These pan-fried Japanese dumplings pack a savoury cabbage, shiitake and ginger filling into thin wrappers, then cook by the classic potsticker method: fried crisp on the bottom, steamed soft on top. A sharp soy and rice vinegar dip cuts through beautifully. Perfect as a shareable starter or snack.
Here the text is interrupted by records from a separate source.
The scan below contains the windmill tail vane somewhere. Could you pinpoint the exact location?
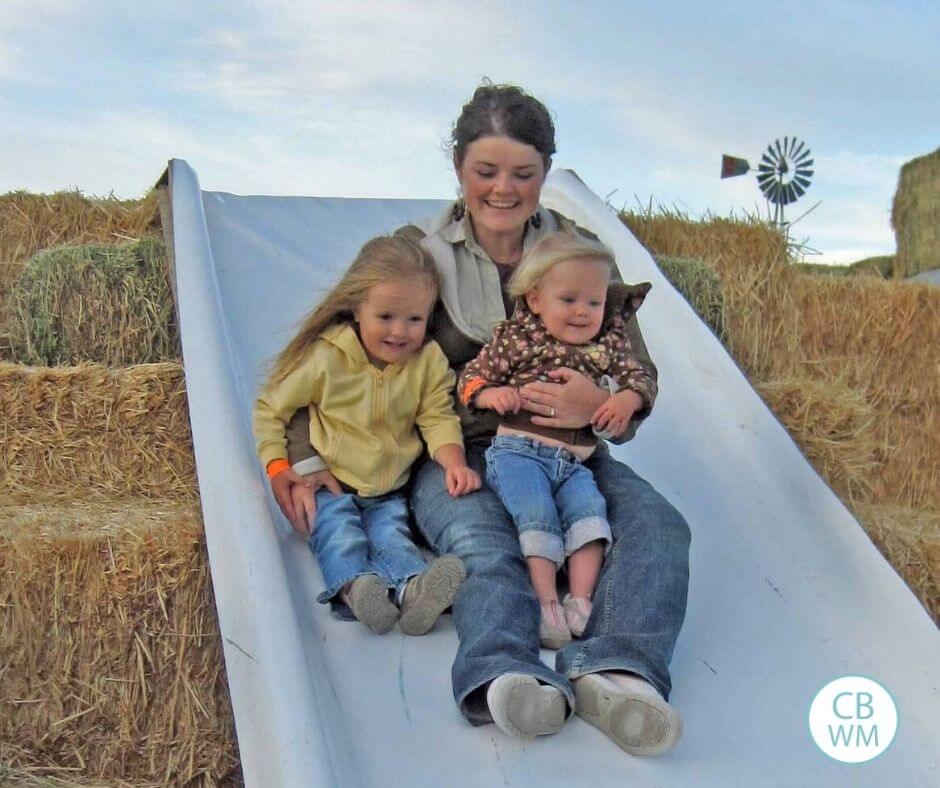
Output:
[721,136,814,227]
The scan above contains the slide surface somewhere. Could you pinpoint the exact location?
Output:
[170,160,940,788]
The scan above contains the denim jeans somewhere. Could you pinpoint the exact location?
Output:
[309,487,425,603]
[486,435,610,567]
[410,443,690,725]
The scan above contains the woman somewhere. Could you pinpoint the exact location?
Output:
[272,85,690,755]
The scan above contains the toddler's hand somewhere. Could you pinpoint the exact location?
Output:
[473,386,522,416]
[591,389,643,438]
[444,465,480,498]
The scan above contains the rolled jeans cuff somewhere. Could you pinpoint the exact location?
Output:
[519,528,565,567]
[565,516,613,555]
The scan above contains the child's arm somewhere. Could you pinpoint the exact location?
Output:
[457,323,521,415]
[591,282,658,442]
[415,342,480,498]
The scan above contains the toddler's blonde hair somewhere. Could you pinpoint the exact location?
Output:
[271,235,440,382]
[507,232,614,298]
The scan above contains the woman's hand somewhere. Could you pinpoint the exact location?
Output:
[519,367,609,428]
[444,465,480,498]
[591,389,643,438]
[271,468,343,539]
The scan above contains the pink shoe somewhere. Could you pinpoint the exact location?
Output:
[562,594,594,638]
[539,599,571,648]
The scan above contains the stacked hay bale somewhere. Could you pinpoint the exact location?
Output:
[891,148,940,277]
[0,189,237,786]
[621,205,940,622]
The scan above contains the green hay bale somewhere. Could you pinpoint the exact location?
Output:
[653,255,726,342]
[11,238,179,366]
[891,148,940,278]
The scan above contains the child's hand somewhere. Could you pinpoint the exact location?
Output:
[591,389,643,438]
[473,386,522,416]
[444,465,480,498]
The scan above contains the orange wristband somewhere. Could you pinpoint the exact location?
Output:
[264,460,290,479]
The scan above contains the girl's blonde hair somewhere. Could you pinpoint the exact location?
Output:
[271,235,440,382]
[507,232,614,298]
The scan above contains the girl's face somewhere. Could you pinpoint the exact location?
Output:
[457,136,546,240]
[525,258,610,345]
[353,281,434,369]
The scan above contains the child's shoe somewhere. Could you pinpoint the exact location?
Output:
[539,599,571,649]
[561,594,593,638]
[342,574,398,635]
[398,555,467,635]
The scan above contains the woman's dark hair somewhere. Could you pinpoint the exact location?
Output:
[450,82,555,171]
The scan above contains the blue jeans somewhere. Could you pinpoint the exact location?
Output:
[309,487,425,603]
[486,435,610,567]
[410,444,690,725]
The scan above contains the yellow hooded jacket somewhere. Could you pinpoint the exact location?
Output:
[253,324,463,497]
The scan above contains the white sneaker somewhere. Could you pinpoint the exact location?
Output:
[486,673,568,739]
[574,673,682,755]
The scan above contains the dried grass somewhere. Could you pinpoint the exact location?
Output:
[9,238,179,366]
[656,256,726,341]
[621,205,940,621]
[0,500,237,785]
[891,148,940,277]
[0,363,197,502]
[0,190,160,290]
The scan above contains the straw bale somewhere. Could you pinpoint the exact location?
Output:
[781,276,940,510]
[855,505,940,625]
[0,190,160,290]
[757,376,879,500]
[655,256,725,340]
[10,238,179,365]
[0,363,197,501]
[891,148,940,277]
[0,500,237,785]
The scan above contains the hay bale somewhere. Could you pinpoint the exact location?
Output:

Great gyoza live or die on two details: a filling seasoned enough to sing, and a base fried to a genuine crackle before the steam goes in. This meat-free version leans on shiitake, cabbage and sesame for real Japanese depth, so it never tastes like a plain veg parcel. Fiddly to pleat at first, deeply satisfying once you find the rhythm.
Ingredients
- 250g pointed or sweetheart cabbage — finely shredded, then chopped
- 1 tsp fine salt — for drawing water from the cabbage
- 6 dried shiitake mushrooms — rehydrated, or 100g fresh shiitake
- 3 spring onions — finely sliced
- 2 cloves garlic — grated
- 15g fresh ginger — grated
- 1 tbsp toasted sesame oil
- 1 tbsp soy sauce
- 1 tsp caster sugar
- 1 tbsp cornflour — binds the filling
- 30 gyoza wrappers — from the freezer aisle of Asian shops; wonton wrappers work at a push
- 2 tbsp vegetable oil — for frying
Method
- Toss the shredded cabbage with the salt in a colander and leave for 15 minutes. Squeeze out as much liquid as you can with your hands or a clean tea towel; this stops soggy, splitting dumplings.
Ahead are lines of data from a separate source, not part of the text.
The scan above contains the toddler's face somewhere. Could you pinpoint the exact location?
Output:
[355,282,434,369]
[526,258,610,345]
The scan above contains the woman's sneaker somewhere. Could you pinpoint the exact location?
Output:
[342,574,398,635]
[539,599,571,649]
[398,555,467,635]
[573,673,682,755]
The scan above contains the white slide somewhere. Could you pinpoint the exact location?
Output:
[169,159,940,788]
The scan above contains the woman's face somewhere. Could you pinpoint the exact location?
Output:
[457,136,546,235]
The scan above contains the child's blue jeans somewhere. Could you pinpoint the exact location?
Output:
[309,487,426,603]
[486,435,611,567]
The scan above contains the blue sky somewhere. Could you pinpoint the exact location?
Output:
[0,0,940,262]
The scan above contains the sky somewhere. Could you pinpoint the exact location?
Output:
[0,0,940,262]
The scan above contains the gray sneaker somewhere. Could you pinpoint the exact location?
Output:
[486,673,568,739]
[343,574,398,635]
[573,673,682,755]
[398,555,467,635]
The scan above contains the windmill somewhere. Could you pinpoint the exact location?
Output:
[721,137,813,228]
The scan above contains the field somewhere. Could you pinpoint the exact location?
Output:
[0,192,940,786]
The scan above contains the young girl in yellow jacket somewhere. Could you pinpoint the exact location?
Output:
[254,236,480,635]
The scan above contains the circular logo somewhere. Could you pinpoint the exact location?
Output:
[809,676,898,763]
- Finely chop the rehydrated shiitake, discarding tough stalks. Combine with the squeezed cabbage, spring onions, garlic, ginger, sesame oil, soy sauce, sugar and cornflour. Mix hard for a minute so it turns slightly sticky and cohesive.
- Working with a few wrappers at a time under a damp cloth, place a heaped teaspoon of filling in the centre of each. Wet the edge with a fingertip of water, fold into a half-moon, and pleat one side over towards the seam, pressing firmly to seal. Sit each gyoza on a floured tray so its pleated top stands upright.
- Heat the vegetable oil in a large non-stick frying pan over a medium-high heat. Arrange the gyoza flat-side down in a single layer, in batches if needed, and fry undisturbed for 2 to 3 minutes until the bases are deep golden.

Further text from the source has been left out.